我有一个以时间间隔15分钟为索引的熊猫时间序列。在每个间隔中,我都有多个列a,b和c。
| index | a | b | c |
| 9:00 am | 2 | 2 | 4 |
| 9:15 am | 2 | 2 | 4 |
...
我需要比较a在回到当前时间步的第1、2、3和4周的平均值。因此,如果我现在的时间是上午9:15,那么我需要找到距上一周,后2周,3周和4周的上午9:15的a的平均值。
很显然,由于没有足够的历史记录,因此无法在数据集的前4周进行计算。我一直在思考如何考虑将数据帧移至过去以汇总这些值,然后与未来进行比较。

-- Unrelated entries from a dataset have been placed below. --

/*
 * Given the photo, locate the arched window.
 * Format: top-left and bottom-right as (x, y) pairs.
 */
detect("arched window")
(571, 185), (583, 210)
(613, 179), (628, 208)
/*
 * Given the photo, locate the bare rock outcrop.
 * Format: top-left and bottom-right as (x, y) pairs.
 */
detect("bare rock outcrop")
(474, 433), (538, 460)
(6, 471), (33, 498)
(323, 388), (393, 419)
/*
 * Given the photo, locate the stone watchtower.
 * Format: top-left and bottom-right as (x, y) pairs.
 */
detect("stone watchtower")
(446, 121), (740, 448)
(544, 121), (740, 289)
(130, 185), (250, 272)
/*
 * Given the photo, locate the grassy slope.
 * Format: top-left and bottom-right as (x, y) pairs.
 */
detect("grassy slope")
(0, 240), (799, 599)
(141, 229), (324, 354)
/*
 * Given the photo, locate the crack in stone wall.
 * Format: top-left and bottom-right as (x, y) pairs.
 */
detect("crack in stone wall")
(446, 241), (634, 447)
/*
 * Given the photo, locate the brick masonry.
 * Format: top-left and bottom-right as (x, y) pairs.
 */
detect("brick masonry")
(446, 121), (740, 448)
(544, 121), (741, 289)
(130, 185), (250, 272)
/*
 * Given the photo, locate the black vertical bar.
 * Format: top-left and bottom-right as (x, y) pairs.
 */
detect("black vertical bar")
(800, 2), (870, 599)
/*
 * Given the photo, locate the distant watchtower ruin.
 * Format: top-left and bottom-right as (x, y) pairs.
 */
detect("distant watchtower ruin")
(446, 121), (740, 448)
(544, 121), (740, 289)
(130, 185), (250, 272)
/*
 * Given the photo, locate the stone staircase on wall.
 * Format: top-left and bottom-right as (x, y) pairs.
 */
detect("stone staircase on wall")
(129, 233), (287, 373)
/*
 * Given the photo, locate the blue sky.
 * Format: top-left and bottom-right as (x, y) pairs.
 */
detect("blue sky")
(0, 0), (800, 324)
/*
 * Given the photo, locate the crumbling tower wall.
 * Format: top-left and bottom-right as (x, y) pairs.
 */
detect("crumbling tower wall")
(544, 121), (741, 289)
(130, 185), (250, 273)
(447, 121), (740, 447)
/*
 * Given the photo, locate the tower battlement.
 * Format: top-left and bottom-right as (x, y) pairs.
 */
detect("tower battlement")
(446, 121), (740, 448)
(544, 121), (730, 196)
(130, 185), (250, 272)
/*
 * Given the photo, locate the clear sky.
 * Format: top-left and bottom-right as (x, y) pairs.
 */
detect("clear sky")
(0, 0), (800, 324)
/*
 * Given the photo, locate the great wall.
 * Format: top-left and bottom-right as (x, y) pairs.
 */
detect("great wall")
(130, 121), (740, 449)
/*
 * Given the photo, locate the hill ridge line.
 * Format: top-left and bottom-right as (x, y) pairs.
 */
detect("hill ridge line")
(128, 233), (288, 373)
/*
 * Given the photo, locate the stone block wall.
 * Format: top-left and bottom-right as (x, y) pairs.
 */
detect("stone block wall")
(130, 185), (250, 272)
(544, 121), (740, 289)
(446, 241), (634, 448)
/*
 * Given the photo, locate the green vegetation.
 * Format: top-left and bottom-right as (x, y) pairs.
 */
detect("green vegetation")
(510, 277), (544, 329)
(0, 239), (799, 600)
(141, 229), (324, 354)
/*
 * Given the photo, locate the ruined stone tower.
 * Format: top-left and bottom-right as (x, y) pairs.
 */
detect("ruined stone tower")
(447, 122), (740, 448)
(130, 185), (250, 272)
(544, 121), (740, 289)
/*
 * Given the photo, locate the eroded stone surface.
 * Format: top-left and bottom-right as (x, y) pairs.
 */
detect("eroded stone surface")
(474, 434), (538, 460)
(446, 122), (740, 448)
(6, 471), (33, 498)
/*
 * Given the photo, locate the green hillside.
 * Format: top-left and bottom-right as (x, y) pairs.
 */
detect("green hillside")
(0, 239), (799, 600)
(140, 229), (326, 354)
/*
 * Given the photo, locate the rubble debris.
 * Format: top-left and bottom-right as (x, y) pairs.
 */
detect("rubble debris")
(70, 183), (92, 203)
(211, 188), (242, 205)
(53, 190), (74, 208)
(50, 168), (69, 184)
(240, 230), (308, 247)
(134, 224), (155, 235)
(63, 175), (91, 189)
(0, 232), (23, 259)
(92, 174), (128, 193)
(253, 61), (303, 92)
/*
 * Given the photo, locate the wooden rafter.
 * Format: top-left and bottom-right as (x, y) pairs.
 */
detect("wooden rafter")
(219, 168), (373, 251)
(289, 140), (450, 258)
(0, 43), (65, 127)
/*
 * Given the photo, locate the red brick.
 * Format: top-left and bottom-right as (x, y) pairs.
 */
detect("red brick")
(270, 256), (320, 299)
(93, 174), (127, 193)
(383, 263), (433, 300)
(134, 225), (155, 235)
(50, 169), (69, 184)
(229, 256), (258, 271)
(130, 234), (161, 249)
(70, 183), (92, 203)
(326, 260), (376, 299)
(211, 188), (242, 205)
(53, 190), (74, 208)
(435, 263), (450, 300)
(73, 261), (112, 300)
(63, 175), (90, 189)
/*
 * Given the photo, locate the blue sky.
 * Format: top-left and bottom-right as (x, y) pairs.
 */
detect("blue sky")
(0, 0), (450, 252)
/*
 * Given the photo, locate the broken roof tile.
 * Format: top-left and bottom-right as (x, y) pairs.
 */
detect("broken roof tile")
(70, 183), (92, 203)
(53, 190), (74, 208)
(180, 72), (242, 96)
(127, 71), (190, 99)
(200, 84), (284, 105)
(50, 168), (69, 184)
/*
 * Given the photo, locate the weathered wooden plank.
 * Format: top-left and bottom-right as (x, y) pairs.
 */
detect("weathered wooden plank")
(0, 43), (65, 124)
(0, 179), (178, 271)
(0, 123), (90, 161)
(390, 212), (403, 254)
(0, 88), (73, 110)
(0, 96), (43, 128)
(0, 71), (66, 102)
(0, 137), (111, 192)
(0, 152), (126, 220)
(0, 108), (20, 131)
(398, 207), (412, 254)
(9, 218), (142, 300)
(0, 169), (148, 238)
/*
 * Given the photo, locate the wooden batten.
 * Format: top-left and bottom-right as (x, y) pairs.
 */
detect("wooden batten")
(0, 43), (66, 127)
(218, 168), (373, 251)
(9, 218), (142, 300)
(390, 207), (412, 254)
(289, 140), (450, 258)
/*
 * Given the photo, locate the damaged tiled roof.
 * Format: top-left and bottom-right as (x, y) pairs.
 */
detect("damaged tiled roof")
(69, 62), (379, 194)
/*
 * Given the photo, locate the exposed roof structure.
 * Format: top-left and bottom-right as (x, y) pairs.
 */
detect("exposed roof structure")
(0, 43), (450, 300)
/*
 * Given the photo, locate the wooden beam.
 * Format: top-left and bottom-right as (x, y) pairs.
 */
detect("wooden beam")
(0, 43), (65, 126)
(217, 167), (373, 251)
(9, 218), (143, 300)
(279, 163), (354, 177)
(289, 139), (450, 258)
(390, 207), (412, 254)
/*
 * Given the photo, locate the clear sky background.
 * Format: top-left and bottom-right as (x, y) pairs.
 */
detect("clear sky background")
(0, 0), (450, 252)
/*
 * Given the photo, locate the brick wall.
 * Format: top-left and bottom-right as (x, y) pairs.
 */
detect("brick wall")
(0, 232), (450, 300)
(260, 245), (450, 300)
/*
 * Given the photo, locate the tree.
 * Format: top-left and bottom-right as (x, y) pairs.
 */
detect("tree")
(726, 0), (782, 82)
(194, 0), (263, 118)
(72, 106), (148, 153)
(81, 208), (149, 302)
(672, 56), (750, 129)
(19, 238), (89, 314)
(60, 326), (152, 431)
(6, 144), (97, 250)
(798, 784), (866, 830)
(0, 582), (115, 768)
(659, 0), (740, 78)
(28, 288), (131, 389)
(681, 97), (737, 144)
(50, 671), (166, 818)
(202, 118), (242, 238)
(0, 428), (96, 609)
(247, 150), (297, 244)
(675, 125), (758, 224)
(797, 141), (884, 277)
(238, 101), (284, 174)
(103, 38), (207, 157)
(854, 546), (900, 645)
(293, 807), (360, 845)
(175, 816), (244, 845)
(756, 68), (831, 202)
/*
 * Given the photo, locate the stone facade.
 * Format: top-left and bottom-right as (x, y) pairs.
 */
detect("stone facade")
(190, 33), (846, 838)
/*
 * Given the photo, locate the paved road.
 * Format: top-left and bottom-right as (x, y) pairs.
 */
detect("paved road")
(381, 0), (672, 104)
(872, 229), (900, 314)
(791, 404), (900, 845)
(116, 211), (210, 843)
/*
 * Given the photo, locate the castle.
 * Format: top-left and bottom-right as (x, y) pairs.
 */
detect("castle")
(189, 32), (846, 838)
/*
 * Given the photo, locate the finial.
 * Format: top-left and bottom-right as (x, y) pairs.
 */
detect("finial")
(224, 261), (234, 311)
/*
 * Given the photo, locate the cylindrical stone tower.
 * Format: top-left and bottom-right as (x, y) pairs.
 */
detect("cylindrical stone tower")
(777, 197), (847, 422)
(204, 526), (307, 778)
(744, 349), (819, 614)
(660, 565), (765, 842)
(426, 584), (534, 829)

与this question有一些相似之处,但是索引不是时间序列,并且比较起来更简单。
答案 0 :(得分:0)
Here I do it with days instead of weeks. I start with making dummy data based on your example:
import pandas as pd
import random
d = [
{"ts":pd.Timestamp(year=2017, month=1, day=1, hour=12,
minute=0, second=0) + pd.Timedelta(x*15, unit="s"),
"a": random.randint(2, 5),
"b": random.randint(2, 5),
"c": random.randint(2, 5),} for x in range(0, 30000)
]
dft = pd.DataFrame(d).set_index("ts")
I define a handler function that tries to get a value exactly 0, 1, 2, and 3 days from the row. Since I'll get a key error for the first 4 days there's a try-except with np.NaN. Note the Timedelta(unit=) kwarg. You can change that to get this effect for other units - I think this would be less error-prone than tweaking the call to range.
def handler(row):
try:
m = np.mean([dft.loc[row.name-pd.Timedelta(x, unit="d")][0] for x in range(4)])
except KeyError as e:
return np.NaN
return m
Finally, use apply.
dft.apply(handler, axis=1)
It's fairly slow, so I'll try to think of a faster way but for now I think this is it.